“要知道敵人都快要打到家門口了,居然還想著出國,你們這些年輕人難道都不感到羞愧嗎?”
陳知文對著這些年輕人教育了幾句話,實際上是在調侃族長。
他最終是沒有完成族長的心願,但是他依舊是做了不少事情。
就像族長說的那樣,自己畢竟是村裡的一份子,應該給他們一些好處。
陳知文首先表示,自己將會在村子裡設置一個獎學金,如果有孩子的成績優異,到時候自己可以安排他一張前往美國留學的船票,而且將會給他提供工作機會,讓他能以半工半讀的形式上大學。
還有一個津貼,是給那些孩子死在戰場上的家庭,自己將會給這些家庭一個月一美元的資助,讓他們能生活下去。
在村裡陳知文也是走訪了好幾家,發現其實大家的生活並不怎麼富裕,除了那位族長。
很多人家的門口掛著國之棟梁的牌匾,這意味著他們家是有人參軍的。
還有些人家參軍的孩子已經犧牲,所以還有一塊為國捐軀的牌匾訴說著他的犧牲。
隻是為國捐軀並不能給家庭帶來任何的好處,上麵也沒有撫恤金下發。
陳知文能理解這裡麵的事情,他也知道這依舊是那些人在中間貪汙,所以直接自掏腰包,給這些失去孩子的家庭將錢給補上。
每戶一個月一美元,這也是考慮到以後法幣的通貨膨脹隻會越來越厲害,所以要用美元來穩定價值。
族長急眼了,他之前已經計劃好了,要讓陳知文出血去乾幾件事。
首先是祠堂,陳家祖上是從清朝康熙年間搬過來的,族譜什麼的都有,之前因為窮和動蕩,一直沒有建祠堂,宗族裡的這些老人一直在耿耿於懷。

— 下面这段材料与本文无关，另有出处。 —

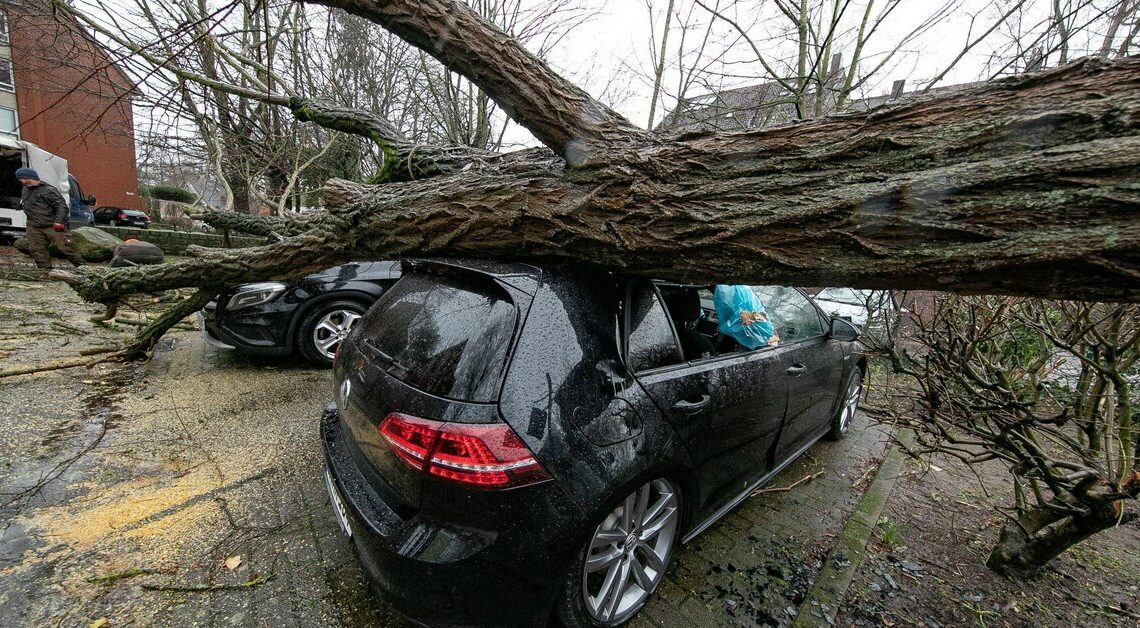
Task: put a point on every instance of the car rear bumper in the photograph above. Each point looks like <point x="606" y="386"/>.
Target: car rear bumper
<point x="433" y="572"/>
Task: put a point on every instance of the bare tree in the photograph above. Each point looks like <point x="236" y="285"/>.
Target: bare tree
<point x="929" y="193"/>
<point x="1045" y="389"/>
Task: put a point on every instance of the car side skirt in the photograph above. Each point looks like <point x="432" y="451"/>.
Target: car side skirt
<point x="743" y="495"/>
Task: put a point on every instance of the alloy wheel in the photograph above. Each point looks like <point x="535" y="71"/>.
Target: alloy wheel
<point x="629" y="552"/>
<point x="331" y="329"/>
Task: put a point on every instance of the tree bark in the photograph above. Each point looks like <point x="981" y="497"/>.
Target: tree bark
<point x="1041" y="535"/>
<point x="1025" y="186"/>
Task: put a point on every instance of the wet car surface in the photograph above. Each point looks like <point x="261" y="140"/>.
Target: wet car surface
<point x="149" y="480"/>
<point x="309" y="317"/>
<point x="510" y="442"/>
<point x="121" y="217"/>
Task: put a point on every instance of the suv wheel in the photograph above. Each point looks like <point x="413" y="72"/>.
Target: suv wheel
<point x="323" y="329"/>
<point x="625" y="559"/>
<point x="843" y="421"/>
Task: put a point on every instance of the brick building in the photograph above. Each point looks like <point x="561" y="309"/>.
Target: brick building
<point x="62" y="91"/>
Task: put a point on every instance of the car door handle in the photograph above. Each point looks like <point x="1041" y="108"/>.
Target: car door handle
<point x="687" y="407"/>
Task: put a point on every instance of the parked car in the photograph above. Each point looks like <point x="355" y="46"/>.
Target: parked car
<point x="80" y="215"/>
<point x="309" y="317"/>
<point x="121" y="217"/>
<point x="872" y="310"/>
<point x="509" y="440"/>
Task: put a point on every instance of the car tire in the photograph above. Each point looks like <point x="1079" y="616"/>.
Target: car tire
<point x="624" y="559"/>
<point x="845" y="415"/>
<point x="324" y="327"/>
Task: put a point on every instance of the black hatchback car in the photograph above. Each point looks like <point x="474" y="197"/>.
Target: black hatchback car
<point x="309" y="317"/>
<point x="509" y="441"/>
<point x="121" y="217"/>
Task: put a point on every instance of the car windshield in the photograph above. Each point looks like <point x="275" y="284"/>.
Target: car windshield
<point x="442" y="334"/>
<point x="845" y="295"/>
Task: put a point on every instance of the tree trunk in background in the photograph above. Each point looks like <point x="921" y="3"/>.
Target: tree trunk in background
<point x="1041" y="535"/>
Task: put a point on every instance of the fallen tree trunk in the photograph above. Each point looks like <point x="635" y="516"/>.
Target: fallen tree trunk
<point x="1025" y="186"/>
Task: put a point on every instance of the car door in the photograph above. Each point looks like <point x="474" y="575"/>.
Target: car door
<point x="813" y="367"/>
<point x="726" y="409"/>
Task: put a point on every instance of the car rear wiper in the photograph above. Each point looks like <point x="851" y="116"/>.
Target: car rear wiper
<point x="388" y="363"/>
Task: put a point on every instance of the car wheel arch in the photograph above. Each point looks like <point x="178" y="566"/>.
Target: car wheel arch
<point x="363" y="299"/>
<point x="681" y="482"/>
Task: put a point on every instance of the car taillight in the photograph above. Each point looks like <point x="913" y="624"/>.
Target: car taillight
<point x="478" y="456"/>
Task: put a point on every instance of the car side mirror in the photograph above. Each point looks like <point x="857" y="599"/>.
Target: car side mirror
<point x="844" y="331"/>
<point x="615" y="376"/>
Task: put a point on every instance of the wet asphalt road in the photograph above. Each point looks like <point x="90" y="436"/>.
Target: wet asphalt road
<point x="125" y="490"/>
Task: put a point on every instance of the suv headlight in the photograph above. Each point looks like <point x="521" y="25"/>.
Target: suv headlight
<point x="254" y="294"/>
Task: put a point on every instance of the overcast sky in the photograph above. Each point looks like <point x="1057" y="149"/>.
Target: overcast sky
<point x="608" y="54"/>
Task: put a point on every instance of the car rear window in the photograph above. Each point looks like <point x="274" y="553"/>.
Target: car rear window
<point x="446" y="335"/>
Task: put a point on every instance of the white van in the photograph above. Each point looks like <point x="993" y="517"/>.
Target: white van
<point x="51" y="169"/>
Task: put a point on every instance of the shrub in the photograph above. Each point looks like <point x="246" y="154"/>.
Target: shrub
<point x="169" y="193"/>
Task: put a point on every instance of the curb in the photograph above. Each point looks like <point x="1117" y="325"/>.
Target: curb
<point x="830" y="586"/>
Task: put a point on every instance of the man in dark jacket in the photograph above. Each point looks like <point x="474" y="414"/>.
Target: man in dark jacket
<point x="47" y="220"/>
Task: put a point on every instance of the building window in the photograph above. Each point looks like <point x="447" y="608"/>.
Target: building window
<point x="8" y="125"/>
<point x="6" y="81"/>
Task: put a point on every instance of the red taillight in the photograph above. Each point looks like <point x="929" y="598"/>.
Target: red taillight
<point x="485" y="457"/>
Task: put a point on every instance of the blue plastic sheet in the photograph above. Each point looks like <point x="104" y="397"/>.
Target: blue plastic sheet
<point x="730" y="301"/>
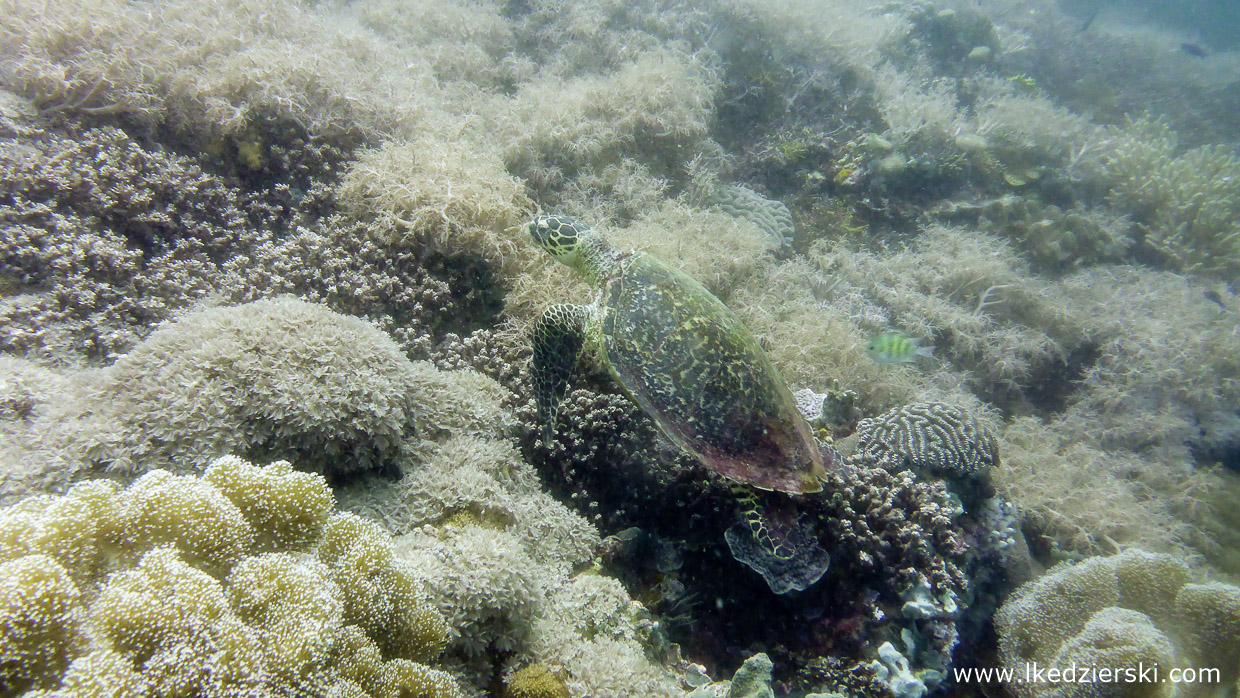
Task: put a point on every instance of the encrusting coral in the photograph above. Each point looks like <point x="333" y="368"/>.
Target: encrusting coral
<point x="1126" y="614"/>
<point x="208" y="594"/>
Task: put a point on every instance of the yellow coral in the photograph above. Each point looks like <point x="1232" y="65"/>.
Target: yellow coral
<point x="403" y="678"/>
<point x="161" y="603"/>
<point x="319" y="615"/>
<point x="535" y="681"/>
<point x="293" y="603"/>
<point x="66" y="528"/>
<point x="287" y="508"/>
<point x="37" y="620"/>
<point x="164" y="508"/>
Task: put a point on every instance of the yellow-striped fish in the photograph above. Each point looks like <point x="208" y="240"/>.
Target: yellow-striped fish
<point x="895" y="347"/>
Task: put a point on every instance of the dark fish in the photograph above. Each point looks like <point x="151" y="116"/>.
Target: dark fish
<point x="1194" y="50"/>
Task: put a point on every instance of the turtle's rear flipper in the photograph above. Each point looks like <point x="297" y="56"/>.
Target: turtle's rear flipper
<point x="774" y="542"/>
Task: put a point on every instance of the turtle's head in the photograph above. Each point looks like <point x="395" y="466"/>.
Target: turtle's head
<point x="562" y="237"/>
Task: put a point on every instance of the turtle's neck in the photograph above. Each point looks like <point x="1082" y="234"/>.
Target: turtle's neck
<point x="597" y="259"/>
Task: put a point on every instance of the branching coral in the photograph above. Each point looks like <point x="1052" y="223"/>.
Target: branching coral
<point x="330" y="611"/>
<point x="1187" y="202"/>
<point x="108" y="237"/>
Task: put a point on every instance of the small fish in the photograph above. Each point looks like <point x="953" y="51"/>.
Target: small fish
<point x="1194" y="50"/>
<point x="895" y="347"/>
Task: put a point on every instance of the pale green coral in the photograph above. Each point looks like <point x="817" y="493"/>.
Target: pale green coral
<point x="1054" y="237"/>
<point x="1121" y="613"/>
<point x="381" y="594"/>
<point x="68" y="528"/>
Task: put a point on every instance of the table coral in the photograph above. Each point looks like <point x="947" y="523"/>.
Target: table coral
<point x="175" y="613"/>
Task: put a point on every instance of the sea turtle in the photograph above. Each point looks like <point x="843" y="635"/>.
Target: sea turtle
<point x="690" y="363"/>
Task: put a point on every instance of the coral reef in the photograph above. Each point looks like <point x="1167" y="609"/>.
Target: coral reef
<point x="1127" y="613"/>
<point x="936" y="437"/>
<point x="295" y="231"/>
<point x="1186" y="203"/>
<point x="535" y="681"/>
<point x="106" y="237"/>
<point x="275" y="377"/>
<point x="210" y="594"/>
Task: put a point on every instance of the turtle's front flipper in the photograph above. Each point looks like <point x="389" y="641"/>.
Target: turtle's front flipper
<point x="559" y="336"/>
<point x="774" y="541"/>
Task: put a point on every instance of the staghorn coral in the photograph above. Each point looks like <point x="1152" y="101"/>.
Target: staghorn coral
<point x="936" y="437"/>
<point x="1126" y="611"/>
<point x="1053" y="237"/>
<point x="331" y="613"/>
<point x="413" y="294"/>
<point x="1186" y="202"/>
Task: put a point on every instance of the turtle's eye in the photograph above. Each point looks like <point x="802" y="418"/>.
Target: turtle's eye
<point x="557" y="234"/>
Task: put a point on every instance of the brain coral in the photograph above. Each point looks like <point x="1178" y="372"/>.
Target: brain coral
<point x="251" y="587"/>
<point x="939" y="437"/>
<point x="1122" y="613"/>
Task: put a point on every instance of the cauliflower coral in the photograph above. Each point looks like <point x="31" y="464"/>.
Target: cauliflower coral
<point x="242" y="582"/>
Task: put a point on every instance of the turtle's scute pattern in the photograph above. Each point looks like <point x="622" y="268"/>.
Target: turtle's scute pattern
<point x="939" y="437"/>
<point x="692" y="366"/>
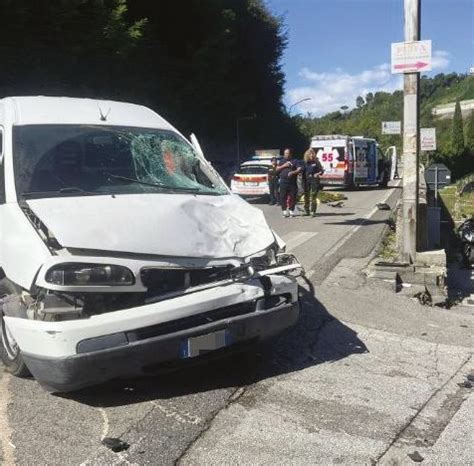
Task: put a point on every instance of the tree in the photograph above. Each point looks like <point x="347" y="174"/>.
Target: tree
<point x="457" y="133"/>
<point x="470" y="134"/>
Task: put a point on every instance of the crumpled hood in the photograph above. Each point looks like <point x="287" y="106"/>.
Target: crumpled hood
<point x="178" y="225"/>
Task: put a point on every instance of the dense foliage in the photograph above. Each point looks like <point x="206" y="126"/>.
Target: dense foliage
<point x="201" y="64"/>
<point x="370" y="110"/>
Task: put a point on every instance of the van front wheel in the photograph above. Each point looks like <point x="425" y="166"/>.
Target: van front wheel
<point x="10" y="353"/>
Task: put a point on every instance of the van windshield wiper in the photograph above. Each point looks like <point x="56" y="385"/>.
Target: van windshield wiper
<point x="133" y="180"/>
<point x="68" y="190"/>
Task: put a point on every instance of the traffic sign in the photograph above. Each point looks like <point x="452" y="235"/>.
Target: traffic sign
<point x="391" y="127"/>
<point x="411" y="57"/>
<point x="427" y="139"/>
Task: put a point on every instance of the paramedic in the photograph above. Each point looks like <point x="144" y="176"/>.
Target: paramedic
<point x="273" y="182"/>
<point x="288" y="171"/>
<point x="314" y="170"/>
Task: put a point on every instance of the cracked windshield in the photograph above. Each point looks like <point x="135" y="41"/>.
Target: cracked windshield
<point x="64" y="160"/>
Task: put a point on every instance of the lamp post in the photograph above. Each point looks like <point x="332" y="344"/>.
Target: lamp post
<point x="252" y="117"/>
<point x="297" y="103"/>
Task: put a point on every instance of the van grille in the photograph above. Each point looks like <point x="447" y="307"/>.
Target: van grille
<point x="192" y="321"/>
<point x="166" y="280"/>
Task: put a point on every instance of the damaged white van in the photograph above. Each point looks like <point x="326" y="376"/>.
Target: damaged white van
<point x="121" y="248"/>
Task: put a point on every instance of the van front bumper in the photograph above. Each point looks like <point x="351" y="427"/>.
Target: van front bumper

他想著借建祠堂的名義從村子裡撈錢,而且建造祠堂後續肯定也是歸自己這個族長管,實際上這也就是在給自己家建房子。
一舉兩得的事情,當然要讓陳知文出錢。
還有就是族譜問題。
族譜不是每年都能更新的,隻是記錄下來然後每隔個幾十年更新一次族譜。
而且因為是紙質的檔案,這就涉及到一個翻新的問題。
想要讓家族族譜傳承下去,翻新的時候就要注意很多問題。
首先是修正,這要專門請有學問的讀書人過來進行編纂,這是要給人家一筆潤筆費的。
而且族譜的紙張也必須是那種特製的容易保存的,從製作到成冊都需要大量的人工參與。
這一套下來就要上千大洋。
上一次修整族譜已經是清朝末年,當時花了兩百多兩銀子。
這錢可是個大數字,一般來說會由家族裡的有錢人作為出錢的主要對象,當然也不是白出錢的,會在族譜上特彆說明這位出錢人的功勞,並對其進行著重表揚。
修祠堂,修族譜,反正這兩件事就是族長用來撈錢的,他還不相信陳知文能拒絕。
但是陳知文還真的並不打算答應下來。
早不修晚不修偏偏要等到這時候修,這不還是在等著自己嗎?
所以陳知文表示,自己也願意去修這些東西,但是有個前提就是要等到戰爭勝利了。